A change in the polehood trajectory of the gyroscopes caused difficulties in measuring the relative effect. It also affected the calibration of the gyroscope data against the aberration of the stars. The magnetic measurement using the very sensitive magnetometer of the axis of rotation of the gyroscope and the telescope measurement of the position of the telescope relative to the guide star are two separate systems. Therefore, the instruments must be calibrated to ensure that both systems measure the same directions. Changing the Fullhood route made this action difficult. Also the magnetic flux that was trapped in the gyroscope motor when they were cooled to superconducting temperatures was another factor that made this operation difficult.

2) Two additional Newtonian effects caused a disturbance in the alignment of the gyroscopes with each other on the axis of rotation: greater than expected torques of Newtonian force were detected in the gyroscopes due to contamination on the metal surface of the gyroscopes' motor. A total dipole moment was generated that interacted with the voltages when the gyroscope was suspended within the fixture. As a result, a force torque is created. In addition, during the examination of the data, the researchers found a resonance effect: significant changes in the direction of the axis of rotation of the gyroscope also appeared as a result of impurities on the surface of the device. The changes appeared when the polehood frequency of the gyroscope was almost equal to the rotation frequency of the satellite around the axis to the star.
Reading the data

There are two sources of data output: the telescope and the magnetometer. In addition, there are calculations that are performed ahead of time of the aberration and data on the satellite and gyroscopes, the noise and interference data. A model is built and software is built according to all the complex data. Taking into account the mathematical models and solutions for the factors above, calculate everything for the combination of the four gyroscopes and take into account the calibration factors. The results obtained from this analysis are the consistency of the four gyroscopes with each other with the values ​​of general relativity.

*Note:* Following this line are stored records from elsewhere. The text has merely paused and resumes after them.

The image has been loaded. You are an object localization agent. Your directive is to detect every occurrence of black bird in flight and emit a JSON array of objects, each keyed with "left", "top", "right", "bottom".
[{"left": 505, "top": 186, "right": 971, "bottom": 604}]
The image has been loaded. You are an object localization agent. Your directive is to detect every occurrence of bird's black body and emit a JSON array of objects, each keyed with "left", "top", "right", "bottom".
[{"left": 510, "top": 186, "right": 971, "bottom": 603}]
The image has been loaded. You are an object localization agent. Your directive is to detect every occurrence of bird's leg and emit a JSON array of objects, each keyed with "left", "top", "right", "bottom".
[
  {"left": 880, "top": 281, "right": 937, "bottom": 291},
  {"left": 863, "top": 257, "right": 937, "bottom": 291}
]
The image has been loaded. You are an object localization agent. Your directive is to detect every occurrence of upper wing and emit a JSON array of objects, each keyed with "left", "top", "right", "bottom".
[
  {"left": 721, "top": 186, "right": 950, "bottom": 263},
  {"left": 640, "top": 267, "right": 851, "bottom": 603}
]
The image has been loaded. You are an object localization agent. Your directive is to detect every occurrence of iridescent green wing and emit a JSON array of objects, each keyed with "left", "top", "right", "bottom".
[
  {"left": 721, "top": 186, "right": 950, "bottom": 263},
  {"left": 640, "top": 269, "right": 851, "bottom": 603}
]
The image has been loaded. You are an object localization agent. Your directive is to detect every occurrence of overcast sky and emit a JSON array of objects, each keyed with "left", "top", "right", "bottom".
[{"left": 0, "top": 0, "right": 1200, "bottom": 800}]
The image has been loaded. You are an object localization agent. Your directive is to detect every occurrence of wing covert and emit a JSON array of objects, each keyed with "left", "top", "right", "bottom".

Yesterday, Stanford University physicist Francis Eberitt, the lead researcher of the Gravity B mission, said that the researchers measured from the gyroscopes an electric current directed at the guide star (geodetic precession) of 6,600 plus or minus 0.17 milliarcseconds and a space drag effect of 0.39 plus or minus 0.7 milliarcseconds. An incredibly accurate match to the theoretical predictions.

Implications for black holes

The results of the Gravity B mission have implications for neutron stars, black holes, and active galactic nuclei. Clifford Will says that if you try to rotate a gyroscope in a highly distorted space-time environment, such as around a black hole, it will not perform a gentle precession, but will oscillate wildly and probably even flip over. Now we will move to a binary system of black holes, where one black hole rotates around the other. That is, that the black hole in this system behaves like a gyroscope. Imagine a system of spinning, oscillating and flying black holes. This is what general relativity predicts and the Gravity B spacecraft has verified can happen.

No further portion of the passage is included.